Your first big determining factor of alfalfa yield is where you raise it. The further north you go the shorter your growing season, and the lower your yield even assuming perfect growing conditions. The second factor is harvest method. Are we also assuming perfect harvesting to go with your perfect growing conditions? Probably better chop it for haylage if you wish to consistently maximize dry matter yield. 
In my part of northern Iowa, we plan for 6.5 ton per acre per year. However I have harvested up to 8.25 ton DM per acre in a year that spring came early, rain was fairly regular, and the history of applied dairy manure to the farm was documented. This was a five cut per year system, where four is likely more common. If you travel south down I29 into southern Nebraska, I have no doubt that pivot irrigated alfalfa can make ten ton per acre.
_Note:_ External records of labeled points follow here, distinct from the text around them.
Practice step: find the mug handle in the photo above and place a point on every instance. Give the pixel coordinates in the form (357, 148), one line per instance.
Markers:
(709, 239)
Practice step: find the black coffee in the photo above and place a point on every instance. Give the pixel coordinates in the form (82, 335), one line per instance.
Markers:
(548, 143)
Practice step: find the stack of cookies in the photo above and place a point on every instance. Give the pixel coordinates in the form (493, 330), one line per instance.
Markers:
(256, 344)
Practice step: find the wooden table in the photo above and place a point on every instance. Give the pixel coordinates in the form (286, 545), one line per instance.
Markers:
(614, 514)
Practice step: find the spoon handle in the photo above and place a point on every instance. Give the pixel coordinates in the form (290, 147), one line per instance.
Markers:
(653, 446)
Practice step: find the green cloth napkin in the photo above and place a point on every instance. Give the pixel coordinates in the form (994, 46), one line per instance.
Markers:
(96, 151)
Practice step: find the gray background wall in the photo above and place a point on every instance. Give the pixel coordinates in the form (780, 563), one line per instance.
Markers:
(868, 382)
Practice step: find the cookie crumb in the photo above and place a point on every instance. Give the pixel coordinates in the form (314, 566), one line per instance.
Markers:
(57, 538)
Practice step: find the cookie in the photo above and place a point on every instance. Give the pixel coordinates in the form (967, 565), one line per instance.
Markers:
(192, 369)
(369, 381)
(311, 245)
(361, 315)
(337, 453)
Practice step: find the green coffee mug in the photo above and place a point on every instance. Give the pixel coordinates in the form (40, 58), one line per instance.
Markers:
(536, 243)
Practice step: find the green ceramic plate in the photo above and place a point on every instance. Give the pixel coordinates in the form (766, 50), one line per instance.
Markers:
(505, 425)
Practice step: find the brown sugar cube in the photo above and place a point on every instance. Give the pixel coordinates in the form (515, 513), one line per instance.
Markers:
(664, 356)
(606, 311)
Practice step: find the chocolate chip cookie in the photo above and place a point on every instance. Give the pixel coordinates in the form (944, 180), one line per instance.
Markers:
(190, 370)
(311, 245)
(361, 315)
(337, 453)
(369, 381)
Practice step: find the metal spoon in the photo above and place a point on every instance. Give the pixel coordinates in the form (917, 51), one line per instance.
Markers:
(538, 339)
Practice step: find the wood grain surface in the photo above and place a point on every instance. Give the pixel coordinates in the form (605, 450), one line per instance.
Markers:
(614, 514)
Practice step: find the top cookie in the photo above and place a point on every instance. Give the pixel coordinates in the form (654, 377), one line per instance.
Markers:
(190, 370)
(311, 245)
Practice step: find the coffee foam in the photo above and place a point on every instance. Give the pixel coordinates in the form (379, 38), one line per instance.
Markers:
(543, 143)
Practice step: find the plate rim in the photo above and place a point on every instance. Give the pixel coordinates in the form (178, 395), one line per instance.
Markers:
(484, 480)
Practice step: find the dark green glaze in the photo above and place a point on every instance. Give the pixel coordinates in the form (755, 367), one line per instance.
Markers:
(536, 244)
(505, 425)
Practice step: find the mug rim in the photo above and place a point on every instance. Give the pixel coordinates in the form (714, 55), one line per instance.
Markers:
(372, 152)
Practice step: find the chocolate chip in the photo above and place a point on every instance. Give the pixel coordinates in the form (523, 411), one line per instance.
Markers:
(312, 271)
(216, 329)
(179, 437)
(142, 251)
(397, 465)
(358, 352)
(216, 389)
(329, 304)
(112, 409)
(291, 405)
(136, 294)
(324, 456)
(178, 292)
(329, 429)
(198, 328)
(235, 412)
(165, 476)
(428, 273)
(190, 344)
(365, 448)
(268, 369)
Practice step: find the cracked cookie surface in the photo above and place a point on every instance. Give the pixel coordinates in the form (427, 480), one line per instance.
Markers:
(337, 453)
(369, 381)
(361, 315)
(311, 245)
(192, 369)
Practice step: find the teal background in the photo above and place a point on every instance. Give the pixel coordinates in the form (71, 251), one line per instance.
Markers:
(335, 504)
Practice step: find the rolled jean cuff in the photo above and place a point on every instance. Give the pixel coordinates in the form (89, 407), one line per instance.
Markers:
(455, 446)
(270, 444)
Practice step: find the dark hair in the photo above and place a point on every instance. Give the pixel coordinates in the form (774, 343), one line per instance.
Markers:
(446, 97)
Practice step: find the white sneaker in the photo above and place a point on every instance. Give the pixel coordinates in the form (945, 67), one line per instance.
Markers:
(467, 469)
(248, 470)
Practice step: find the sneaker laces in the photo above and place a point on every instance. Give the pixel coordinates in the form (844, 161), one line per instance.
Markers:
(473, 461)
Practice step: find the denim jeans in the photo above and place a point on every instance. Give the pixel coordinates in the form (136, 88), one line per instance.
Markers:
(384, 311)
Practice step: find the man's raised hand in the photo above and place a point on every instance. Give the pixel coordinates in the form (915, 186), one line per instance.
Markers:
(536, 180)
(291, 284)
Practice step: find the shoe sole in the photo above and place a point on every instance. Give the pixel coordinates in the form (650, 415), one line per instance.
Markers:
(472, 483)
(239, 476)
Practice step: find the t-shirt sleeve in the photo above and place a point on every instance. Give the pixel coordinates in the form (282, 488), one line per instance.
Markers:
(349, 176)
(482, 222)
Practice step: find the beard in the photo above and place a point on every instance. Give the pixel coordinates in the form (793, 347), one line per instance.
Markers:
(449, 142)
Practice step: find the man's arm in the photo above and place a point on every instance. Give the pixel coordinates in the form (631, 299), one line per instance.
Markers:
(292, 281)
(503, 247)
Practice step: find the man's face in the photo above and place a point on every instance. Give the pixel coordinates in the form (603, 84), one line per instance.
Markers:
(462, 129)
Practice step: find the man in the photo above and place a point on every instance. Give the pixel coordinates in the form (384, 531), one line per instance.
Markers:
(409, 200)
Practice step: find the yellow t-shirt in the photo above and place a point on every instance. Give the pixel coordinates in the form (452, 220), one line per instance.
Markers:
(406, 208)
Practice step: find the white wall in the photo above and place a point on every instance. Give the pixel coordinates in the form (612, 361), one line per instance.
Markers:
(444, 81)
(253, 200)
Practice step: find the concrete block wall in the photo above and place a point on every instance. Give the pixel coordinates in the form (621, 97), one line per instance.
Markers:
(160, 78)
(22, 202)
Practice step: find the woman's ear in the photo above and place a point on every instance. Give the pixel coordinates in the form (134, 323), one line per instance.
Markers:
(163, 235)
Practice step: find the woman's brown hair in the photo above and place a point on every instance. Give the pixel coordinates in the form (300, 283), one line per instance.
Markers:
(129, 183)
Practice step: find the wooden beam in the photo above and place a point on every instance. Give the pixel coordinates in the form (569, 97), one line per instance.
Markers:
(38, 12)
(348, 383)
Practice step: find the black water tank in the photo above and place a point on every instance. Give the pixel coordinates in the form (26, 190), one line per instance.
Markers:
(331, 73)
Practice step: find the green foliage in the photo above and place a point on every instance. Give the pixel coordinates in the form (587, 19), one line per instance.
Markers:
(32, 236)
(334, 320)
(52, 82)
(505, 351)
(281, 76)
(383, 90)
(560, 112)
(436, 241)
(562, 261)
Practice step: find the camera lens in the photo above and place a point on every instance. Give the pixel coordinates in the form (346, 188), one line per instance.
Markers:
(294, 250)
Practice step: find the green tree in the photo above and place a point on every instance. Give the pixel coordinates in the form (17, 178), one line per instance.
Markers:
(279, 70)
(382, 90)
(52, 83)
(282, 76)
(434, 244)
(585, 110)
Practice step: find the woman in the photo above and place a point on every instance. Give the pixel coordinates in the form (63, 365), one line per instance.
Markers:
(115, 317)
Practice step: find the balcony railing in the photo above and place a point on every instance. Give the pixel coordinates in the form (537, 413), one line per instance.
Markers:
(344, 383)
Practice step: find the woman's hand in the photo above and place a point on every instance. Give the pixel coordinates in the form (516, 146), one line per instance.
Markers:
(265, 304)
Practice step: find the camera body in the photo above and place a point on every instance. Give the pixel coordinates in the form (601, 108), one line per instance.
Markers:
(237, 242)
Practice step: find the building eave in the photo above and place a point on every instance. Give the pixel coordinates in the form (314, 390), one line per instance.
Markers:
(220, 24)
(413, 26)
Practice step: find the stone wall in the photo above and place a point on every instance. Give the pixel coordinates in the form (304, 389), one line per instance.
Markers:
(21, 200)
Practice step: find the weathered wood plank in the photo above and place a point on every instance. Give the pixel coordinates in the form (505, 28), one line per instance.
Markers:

California growers who can still get water get even more.


----------



## vhaby (Dec 30, 2009)

When all other growing conditions are perfect, carbon dioxide might become the limiting factor.


----------



## hog987 (Apr 5, 2011)

vhaby said:


> When all other growing conditions are perfect, carbon dioxide might become the limiting factor.


Its a good thing we are doing are part to help with the CO2 than.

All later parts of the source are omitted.